Insulin impedes osteogenesis of BMSCs by inhibiting autophagy and promoting premature senescence via the TGF-β1 pathway.

机构信息

Jiangsu Key Laboratory of Oral Diseases, Nanjing Medical University, Nanjing 210029, Jiangsu Province, China.

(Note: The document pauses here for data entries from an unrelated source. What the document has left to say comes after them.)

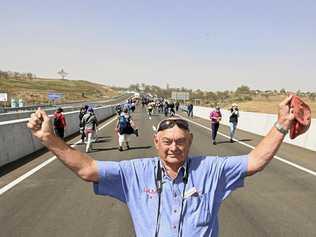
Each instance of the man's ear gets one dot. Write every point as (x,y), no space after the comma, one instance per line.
(190,138)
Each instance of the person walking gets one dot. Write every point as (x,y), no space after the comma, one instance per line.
(233,121)
(82,112)
(125,127)
(215,117)
(90,123)
(173,194)
(190,110)
(59,123)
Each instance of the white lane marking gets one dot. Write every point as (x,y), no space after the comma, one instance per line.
(252,147)
(37,168)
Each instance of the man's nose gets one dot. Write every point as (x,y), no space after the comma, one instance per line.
(173,146)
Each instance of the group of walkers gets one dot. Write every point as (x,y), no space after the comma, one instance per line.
(216,117)
(174,194)
(87,123)
(126,126)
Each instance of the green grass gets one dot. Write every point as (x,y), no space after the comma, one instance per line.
(35,90)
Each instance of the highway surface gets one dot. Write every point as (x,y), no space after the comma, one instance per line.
(280,201)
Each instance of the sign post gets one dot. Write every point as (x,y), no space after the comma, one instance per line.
(53,96)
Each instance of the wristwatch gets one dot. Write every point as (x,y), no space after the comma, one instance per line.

Department of Oral and Maxillofacial Surgery, Affiliated Hospital of Stomatology, Nanjing Medical University, Nanjing 210029, Jiangsu Province, China.

出版信息

Aging (Albany NY). 2020 Feb 3;12(3):2084-2100. doi: 10.18632/aging.102723.

DOI:10.18632/aging.102723
PMID:32017705
原文链接:https://pmc.ncbi.nlm.nih.gov/articles/PMC7041775/
Abstract

The dysfunction of bone marrow stromal cells (BMSCs) may be a core factor in Type 2 diabetes mellitus (T2DM) associated osteoporosis. However, the underlying mechanism is not well understood. Here, we delineated the critical role of insulin impeding osteogenesis of BMSCs in T2DM. Compared with BMSCs from healthy people (H-BMSCs), BMSCs from T2DM patient (DM-BMSCs) showed decreased osteogenic differentiation and autophagy level, and increased senescent phenotype. H-BMSCs incubated in hyperglycemic and hyperinsulinemic conditions similarly showed these phenotypes of DM-BMSCs. Notably, enhanced TGF-β1 expression was detected not only in DM-BMSCs and high-glucose and insulin-treated H-BMSCs, but also in bone callus of streptozocin-induced diabetic rats. Moreover, inhibiting TGF-β1 signaling not only enhanced osteogenic differentiation and autophagy level of DM-BMSCs, but also delayed senescence of DM-BMSCs, as well as promoted mandible defect healing of diabetic rats. Finally, we further verified that it was TGF-β receptor II (TβRII), not TβRI, markedly increased in both DM-BMSCs and insulin-treated H-BMSCs. Our data revealed that insulin impeded osteogenesis of BMSCs by inhibiting autophagy and promoting premature senescence, which it should be responsible for T2DM-induced bone loss, at least in part. These findings suggest that inhibiting TGF-β1 pathway may be a potential therapeutic target for T2DM associated bone disorders.

摘要

骨髓基质细胞 (BMSCs) 的功能障碍可能是 2 型糖尿病 (T2DM) 相关骨质疏松症的核心因素。然而,其潜在机制尚不清楚。在这里,我们阐述了胰岛素阻碍 BMSCs 成骨作用在 T2DM 中的关键作用。与来自健康人的 BMSCs (H-BMSCs) 相比,来自 T2DM 患者的 BMSCs (DM-BMSCs) 表现出成骨分化和自噬水平降低,以及衰老表型增加。在高血糖和高胰岛素条件下孵育的 H-BMSCs 也表现出 DM-BMSCs 的这些表型。值得注意的是,不仅在 DM-BMSCs 和高糖和胰岛素处理的 H-BMSCs 中检测到增强的 TGF-β1 表达,而且在链脲佐菌素诱导的糖尿病大鼠的骨痂中也检测到了增强的 TGF-β1 表达。此外,抑制 TGF-β1 信号通路不仅增强了 DM-BMSCs 的成骨分化和自噬水平,而且延缓了 DM-BMSCs 的衰老,同时促进了糖尿病大鼠下颌骨缺损的愈合。最后,我们进一步证实,不仅是 DM-BMSCs,而且是胰岛素处理的 H-BMSCs 中,TGF-β 受体 II (TβRII) 而不是 TβRI 明显增加。我们的数据表明,胰岛素通过抑制自噬和促进过早衰老来阻碍 BMSCs 的成骨作用,这至少部分是导致 T2DM 引起的骨丢失的原因。这些发现表明,抑制 TGF-β1 途径可能是治疗 T2DM 相关骨疾病的潜在靶点。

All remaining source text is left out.